Titus Kaphar is a painter and sculptor, best known for his TIME Magazine portrait of Ferguson protestors, and for The Jerome Project, in which he explores the volume of black men trapped in the criminal justice system. In Kaphar’s TED Talk (released today), he applies an on-the-spot amendment to a classic painting, revealing a slave’s hidden story that would otherwise go overlooked. Kaphar received an immediate standing ovation.
In his work as a fine artist, Titus Kaphar aims to correct the representation of African Americans – often obscured – by highlighting racial injustice with paint and other tactile media. In essence, he creates two works of art: one that shows the original through new eyes, and a second, original piece that acts alongside it.
Underscoring his words with slashes of white paint, Kaphar pulls the small, unsmiling figure of a young black man into relief. “We can’t erase this history, it’s real. We have to know it.”

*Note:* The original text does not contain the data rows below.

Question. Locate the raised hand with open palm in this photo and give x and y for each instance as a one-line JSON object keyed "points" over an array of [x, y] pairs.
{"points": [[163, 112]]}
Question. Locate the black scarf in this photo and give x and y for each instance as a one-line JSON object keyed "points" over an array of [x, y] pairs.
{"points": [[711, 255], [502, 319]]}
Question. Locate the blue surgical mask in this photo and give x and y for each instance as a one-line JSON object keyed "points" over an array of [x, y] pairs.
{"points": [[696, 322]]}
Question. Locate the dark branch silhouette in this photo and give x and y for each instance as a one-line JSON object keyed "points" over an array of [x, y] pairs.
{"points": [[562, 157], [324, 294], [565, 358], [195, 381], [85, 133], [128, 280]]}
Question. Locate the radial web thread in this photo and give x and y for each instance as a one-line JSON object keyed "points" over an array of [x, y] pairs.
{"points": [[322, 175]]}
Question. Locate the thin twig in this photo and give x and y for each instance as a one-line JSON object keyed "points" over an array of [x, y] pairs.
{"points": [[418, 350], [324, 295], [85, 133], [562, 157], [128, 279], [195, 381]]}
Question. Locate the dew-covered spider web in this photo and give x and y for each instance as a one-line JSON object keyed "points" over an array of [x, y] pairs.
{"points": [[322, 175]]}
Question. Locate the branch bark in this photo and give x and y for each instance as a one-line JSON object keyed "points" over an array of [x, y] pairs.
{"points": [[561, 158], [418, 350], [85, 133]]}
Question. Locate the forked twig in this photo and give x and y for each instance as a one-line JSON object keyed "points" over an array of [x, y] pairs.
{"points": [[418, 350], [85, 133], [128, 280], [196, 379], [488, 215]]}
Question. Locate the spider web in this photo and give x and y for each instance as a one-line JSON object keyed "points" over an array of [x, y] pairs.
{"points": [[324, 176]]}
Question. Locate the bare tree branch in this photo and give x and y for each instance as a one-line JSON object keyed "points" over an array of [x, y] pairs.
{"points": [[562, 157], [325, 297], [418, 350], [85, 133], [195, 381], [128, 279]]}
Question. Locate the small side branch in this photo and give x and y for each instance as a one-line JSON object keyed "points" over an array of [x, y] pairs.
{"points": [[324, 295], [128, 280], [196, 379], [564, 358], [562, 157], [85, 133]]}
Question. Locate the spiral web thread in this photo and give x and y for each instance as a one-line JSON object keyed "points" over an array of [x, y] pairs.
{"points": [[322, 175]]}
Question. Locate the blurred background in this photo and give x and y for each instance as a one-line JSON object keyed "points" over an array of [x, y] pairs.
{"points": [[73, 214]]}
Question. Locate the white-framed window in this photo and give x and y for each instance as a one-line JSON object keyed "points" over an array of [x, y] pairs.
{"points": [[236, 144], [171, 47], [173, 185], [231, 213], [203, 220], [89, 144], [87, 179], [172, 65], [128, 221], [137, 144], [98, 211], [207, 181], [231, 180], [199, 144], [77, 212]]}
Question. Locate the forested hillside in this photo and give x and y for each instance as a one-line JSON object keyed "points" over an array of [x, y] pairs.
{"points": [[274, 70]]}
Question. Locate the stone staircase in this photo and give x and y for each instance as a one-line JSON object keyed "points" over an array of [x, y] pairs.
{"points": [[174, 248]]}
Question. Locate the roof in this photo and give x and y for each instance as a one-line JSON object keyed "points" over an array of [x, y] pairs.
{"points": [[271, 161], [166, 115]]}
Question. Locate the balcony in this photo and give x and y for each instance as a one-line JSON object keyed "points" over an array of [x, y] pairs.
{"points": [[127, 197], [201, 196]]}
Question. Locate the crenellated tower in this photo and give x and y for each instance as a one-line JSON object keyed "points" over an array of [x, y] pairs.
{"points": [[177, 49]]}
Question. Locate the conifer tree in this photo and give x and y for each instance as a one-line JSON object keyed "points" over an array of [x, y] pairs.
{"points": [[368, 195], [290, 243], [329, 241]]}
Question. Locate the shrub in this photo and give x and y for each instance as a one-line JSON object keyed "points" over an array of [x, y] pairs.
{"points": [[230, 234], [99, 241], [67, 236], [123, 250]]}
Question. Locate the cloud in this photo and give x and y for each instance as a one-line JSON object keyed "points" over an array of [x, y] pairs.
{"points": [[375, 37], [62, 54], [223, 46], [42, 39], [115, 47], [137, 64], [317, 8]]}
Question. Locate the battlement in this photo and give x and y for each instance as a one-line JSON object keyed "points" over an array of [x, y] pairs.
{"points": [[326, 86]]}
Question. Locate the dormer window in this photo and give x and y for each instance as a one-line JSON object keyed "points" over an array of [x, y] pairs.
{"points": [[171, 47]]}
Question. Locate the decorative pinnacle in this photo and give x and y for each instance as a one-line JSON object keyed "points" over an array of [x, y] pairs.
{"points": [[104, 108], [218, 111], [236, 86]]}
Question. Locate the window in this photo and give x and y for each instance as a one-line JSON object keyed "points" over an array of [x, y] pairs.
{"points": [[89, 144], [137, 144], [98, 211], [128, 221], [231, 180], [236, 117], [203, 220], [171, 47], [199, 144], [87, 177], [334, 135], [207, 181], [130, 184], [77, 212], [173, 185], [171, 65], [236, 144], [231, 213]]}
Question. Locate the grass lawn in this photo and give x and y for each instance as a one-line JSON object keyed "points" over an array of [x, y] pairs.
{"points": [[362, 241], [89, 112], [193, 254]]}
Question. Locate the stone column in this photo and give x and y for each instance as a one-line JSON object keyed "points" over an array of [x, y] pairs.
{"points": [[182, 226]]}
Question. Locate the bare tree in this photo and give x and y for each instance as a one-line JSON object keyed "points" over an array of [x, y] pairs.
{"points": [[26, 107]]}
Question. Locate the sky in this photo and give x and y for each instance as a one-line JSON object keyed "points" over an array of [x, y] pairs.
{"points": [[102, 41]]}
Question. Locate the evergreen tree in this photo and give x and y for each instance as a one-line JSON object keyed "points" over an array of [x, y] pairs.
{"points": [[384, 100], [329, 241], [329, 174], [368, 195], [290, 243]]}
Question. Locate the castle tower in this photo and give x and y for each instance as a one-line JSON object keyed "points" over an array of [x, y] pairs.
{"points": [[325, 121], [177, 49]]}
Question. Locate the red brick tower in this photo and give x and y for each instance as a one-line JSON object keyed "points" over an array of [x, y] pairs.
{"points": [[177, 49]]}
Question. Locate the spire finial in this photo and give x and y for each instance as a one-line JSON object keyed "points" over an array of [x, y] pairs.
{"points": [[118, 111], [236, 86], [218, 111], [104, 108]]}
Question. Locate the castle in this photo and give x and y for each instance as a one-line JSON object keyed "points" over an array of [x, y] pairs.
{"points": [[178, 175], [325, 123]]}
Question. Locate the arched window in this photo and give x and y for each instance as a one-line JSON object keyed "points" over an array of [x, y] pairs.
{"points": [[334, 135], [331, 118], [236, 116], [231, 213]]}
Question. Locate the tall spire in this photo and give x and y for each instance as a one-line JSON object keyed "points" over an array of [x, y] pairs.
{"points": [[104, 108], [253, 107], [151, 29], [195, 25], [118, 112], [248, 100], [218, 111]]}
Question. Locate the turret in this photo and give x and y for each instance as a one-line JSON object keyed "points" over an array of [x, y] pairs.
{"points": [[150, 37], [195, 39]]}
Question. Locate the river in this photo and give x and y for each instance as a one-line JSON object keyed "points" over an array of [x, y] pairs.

This is not defacement or eradication. Kaphar likens it to the American Constitution, which, via amendment, creates new measures of justice while leaving room for what came before. It is a way of refocusing the gaze that history itself has limited to privileged stories. Movingly, he talks about being ejected from an art history professor’s office for wanting to learn about the 14 pages in his textbook that briefly discussed Black identity in art. He realized that he couldn’t wait for answers to be offered, he had to make them himself.
In his artwork, and in talks, Kaphar exposes how all depictions – no matter how personal or grandiose – are always fictional, imperfect, and capable of being remade. As he told the rapt audience at TED, standing before his freshly-painted canvas, honesty is his guiding force, “wrestling with the past while speaking to the diversity of the present.”